Thomas Sterling (born December 18, 1949) is a full professor for the Department of Intelligent Systems Engineering (ISE) at Indiana University (IU) Bloomington. At Indiana University, he is the Director of the Artificial Intelligence Computing Systems Laboratory (AICSL). He received his Ph.D. in 1984 at MIT. For more than four decades, Thomas Sterling has dedicated his professional contributions to research for advancements in parallel high-performance computing. Dr. Sterling is best known as the “father of Beowulf” clusters. Among his other early accomplishments, Dr. Sterling was Principal investigator for the multi-agency multi-institution Hybrid Technology Multi-Threaded Project (HTMT) for advanced research on Petaflops computing systems.
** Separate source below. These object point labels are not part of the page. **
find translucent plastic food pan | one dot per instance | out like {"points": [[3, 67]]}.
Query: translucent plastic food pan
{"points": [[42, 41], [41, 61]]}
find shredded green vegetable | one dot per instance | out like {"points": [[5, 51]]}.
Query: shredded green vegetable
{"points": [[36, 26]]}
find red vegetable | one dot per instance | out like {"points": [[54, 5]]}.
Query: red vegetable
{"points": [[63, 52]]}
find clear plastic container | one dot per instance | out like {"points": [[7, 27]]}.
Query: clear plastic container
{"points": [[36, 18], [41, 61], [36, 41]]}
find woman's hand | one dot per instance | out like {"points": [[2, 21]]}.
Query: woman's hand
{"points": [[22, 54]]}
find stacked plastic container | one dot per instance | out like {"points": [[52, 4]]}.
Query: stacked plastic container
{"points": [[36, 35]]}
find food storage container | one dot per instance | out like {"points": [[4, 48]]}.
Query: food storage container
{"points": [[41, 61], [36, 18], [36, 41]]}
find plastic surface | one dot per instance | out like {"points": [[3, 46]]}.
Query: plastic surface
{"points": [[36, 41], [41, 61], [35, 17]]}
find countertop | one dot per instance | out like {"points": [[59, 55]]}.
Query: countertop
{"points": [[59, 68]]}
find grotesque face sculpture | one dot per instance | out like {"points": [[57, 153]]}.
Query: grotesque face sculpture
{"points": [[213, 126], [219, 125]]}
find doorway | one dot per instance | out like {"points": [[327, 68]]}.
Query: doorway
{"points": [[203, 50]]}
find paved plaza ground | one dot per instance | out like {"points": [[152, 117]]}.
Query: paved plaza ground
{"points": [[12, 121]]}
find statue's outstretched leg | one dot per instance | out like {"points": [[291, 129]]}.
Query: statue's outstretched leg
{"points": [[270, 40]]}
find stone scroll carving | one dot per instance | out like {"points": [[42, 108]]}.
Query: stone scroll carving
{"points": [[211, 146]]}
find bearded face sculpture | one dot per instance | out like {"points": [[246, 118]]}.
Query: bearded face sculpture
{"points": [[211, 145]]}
Professor Sterling currently leads advanced research in non-von Neumann parallel architecture, ParalleX execution model, and HPX+ runtime system for scalable dynamic irregular graph-based knowledge-oriented artificial intelligence applications. Thomas Sterling is also President and co-founder of Simultac LLC, an advanced computing technology engineering company. Professor Sterling is the co-author of eight books and holds seven patents. Thomas Sterling is a Fellow of the AAAS and winner of the Gordon Bell Prize.

==Education==
Sterling began his undergraduate studies in 1968 at the Polytechnic Institute of Brooklyn completing his BSEE degree in 1972 (Summa Cum Laude) from the Old Dominion University. Upon separation from the US Navy in 1977, he matriculated at the Massachusetts Institute of Technology (MIT). Thomas Sterling earned his SMEE from MIT in 1981, his EE in 1983, and his Ph.D. in 1984 as a Hertz Fellow under the supervision of Prof. Robert H. Halstead.